In computer networks, topology refers to the structure of interconnecting various nodes. Some commonly used topologies in networks are star, hub and spoke, leaf and spine, and broadcast.
In the vast majority of modern data centers, Clos or fat tree topology is very popular. This topology is shown in the figure below. It is also commonly referred to as leaf-spine topology. Cumulus Networks uses this topology throughout this user guide.
This topology allows you to build networks of varying size using nodes of different port counts and/or by increasing the tiers. The picture above is a three-tiered Clos network. We number the tiers from the bottom to the top. In the illustration above, the lowermost layer is called tier 1 and the topmost tier is called tier 3.
The number of end stations (such as servers) that can be attached to such a network is determined by a very simple mathematical formula.
In a 2-tier network, if each node is made up of m ports, then the total number of end stations that can be connected is m^2/2. In more general terms, if tier-1 nodes are m-port nodes and tier-2 nodes are n-port nodes, then the total number of end stations that can be connected are (m*n)/2. In a three tier network, where tier-3 nodes are o-port nodes, the total number of end stations that can be connected are (m*n*o)/2^(number of tiers-1).
In many data centers, it is typical to connect 40 servers to a top-of-rack (ToR) switch. The ToRs are all connected via a set of spine switches. If a ToR switch has 64 ports, then after hooking up 40 ports to the servers, the remaining 24 ports can be hooked up to 24 spine switches of the same link speed or to a smaller number of higher link speed switches. For example, if the servers are all hooked up as 10GE links, then the ToRs can connect to the spine switches via 40G links. So, instead of connecting to 24 spine switches with 10G links, the ToRs can connect to 6 spine switches with each link being 40G. If the spine switches are also 64-port switches, then the total number of end stations that can be connected is 2560 (40*64) stations.
In a three tier network of 64-port switches, the total number of servers that can be connected are (40*64*64)/2^(3-1) = 40960. As you can see, this kind of topology can serve quite a large network with three tiers.
Over-subscribed and Non-blocking Configurations
In the above example, the network is over-subscribed; that is, 400G of bandwidth from end stations (40 servers * 10GE links) is serviced by only 240G of inter-rack bandwidth.

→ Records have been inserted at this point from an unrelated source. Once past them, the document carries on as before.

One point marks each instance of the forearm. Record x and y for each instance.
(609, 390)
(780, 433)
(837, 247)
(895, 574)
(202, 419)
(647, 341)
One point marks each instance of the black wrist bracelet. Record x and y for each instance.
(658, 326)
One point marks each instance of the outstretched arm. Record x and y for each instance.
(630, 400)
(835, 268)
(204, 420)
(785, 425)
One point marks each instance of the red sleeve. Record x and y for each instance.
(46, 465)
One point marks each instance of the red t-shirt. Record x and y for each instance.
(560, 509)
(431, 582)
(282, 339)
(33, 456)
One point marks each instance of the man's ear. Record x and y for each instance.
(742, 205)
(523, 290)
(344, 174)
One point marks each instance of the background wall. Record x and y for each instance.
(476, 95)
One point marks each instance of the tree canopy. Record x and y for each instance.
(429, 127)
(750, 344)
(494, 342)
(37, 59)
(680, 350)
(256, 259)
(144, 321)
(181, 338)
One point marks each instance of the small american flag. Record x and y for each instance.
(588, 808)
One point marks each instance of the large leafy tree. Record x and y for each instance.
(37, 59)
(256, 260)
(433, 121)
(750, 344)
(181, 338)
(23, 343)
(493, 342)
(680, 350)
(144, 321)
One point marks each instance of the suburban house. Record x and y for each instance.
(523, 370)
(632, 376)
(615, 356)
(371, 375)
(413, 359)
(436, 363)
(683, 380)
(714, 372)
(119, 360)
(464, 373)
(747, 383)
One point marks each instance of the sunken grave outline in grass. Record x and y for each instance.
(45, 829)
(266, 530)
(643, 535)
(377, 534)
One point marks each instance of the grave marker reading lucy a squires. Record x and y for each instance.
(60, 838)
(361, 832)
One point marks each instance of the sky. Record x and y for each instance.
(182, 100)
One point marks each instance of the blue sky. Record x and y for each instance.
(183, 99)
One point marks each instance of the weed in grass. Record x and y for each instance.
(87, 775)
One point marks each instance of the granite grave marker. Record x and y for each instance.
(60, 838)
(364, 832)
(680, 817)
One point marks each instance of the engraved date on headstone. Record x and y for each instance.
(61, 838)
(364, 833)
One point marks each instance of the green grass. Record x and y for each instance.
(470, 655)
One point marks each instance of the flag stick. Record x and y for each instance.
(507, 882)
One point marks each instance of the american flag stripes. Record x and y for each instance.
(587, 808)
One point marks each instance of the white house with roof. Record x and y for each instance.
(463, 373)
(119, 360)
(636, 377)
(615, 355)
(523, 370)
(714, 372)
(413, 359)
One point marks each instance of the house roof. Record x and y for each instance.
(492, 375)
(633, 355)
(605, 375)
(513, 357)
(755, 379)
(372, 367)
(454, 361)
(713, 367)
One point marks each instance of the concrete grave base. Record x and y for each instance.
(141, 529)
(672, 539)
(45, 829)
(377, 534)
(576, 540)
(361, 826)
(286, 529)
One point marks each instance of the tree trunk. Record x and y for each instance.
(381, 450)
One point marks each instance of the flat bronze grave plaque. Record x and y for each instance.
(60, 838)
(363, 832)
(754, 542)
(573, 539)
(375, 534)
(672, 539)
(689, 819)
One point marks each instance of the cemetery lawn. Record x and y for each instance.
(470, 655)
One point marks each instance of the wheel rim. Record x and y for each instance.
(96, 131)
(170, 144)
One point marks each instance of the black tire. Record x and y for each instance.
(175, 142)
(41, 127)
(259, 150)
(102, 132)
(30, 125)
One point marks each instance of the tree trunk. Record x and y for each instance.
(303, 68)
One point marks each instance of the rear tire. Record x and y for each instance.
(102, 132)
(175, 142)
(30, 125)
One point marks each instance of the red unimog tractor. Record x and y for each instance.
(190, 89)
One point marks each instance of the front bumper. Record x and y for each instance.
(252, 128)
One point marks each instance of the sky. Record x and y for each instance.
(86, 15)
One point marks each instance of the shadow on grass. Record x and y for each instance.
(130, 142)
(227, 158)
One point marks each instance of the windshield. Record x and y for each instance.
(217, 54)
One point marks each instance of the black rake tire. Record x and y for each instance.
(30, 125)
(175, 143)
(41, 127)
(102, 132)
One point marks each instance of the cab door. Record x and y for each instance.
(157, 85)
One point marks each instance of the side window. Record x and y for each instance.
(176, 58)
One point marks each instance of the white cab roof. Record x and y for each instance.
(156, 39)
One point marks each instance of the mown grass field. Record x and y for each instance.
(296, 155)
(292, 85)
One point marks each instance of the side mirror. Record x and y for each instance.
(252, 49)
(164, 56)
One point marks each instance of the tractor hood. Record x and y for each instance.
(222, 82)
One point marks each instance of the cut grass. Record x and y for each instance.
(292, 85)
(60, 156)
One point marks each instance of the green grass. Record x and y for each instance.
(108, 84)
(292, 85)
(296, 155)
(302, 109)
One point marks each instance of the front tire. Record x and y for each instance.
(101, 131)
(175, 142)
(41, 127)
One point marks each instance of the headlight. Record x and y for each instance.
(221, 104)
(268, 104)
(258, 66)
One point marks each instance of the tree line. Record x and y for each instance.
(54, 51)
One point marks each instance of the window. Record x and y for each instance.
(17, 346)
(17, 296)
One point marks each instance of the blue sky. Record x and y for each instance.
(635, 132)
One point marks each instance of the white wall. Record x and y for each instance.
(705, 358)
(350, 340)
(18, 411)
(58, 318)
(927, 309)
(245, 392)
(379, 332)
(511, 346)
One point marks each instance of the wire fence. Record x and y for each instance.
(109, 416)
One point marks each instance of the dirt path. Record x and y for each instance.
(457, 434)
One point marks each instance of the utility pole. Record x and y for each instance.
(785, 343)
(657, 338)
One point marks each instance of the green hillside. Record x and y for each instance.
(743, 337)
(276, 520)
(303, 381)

The over-subscription ratio is 0.6 (240/400).
This can lead to congestion in the network and hot spots. Instead, if network operators connected 32 servers per rack, then 32 ports are left to be connected to spine switches. Now, the network is said to be rearrangably non-blocking. Now any server in a rack can talk to any other server in any other rack without necessarily blocking traffic between other servers.
In such a network, the total number of servers that can be connected are (64*64)/2 = 2048. Similarly, a three-tier version of the same can serve up to (64*64*64)/4 = 65536 servers.
Contain the Failure Domain
Traditional data centers were built using just two spine switches. This means that if one of those switches fails, the network bandwidth is cut in half, thereby greatly increasing network congestion and adversely affecting many applications. To avoid this problem, vendors typically try and make the spine switches resilient to failures by providing such features as dual control line cards and attempting to make the software highly available. In many cases, HA is among the top two or three causes of software failure (and thereby switch failure).
To support a fairly large network with just two spine switches also means that these switches have a large port count. This can make the switches quite expensive. If the number of spine switches were to be merely doubled, the effect of a single switch failure is halved. With 8 spine switches, the effect of a single switch failure only causes a 12 percent reduction in available bandwidth. So, in modern data centers, people build networks with anywhere from 4 to 32 spine switches.
In a Clos network, traffic is load balanced across the multiple links using equal cost multi-pathing (ECMP).
Routing algorithms compute shortest paths between two end stations where shortest is typically the lowest path cost. Each link is assigned a metric or cost. By default, a link’s cost is a function of the link speed. The higher the link speed, the lower its cost. A 10G link has a higher cost than a 40G or 100G link, but a lower cost than a 1G link. The link cost is a measure of its traffic carrying capacity.
In the modern data center, the links between tiers of the network are homogeneous; they have the same characteristics (same speed and therefore link cost) as the other links. As a result, the first hop router can pick any of the spine switches to forward a packet to its destination (assuming that there is no link failure between the spine and the destination switch). Most routing protocols recognize that there are multiple equal-cost paths to a destination and enable any of them to be selected for a given traffic flow.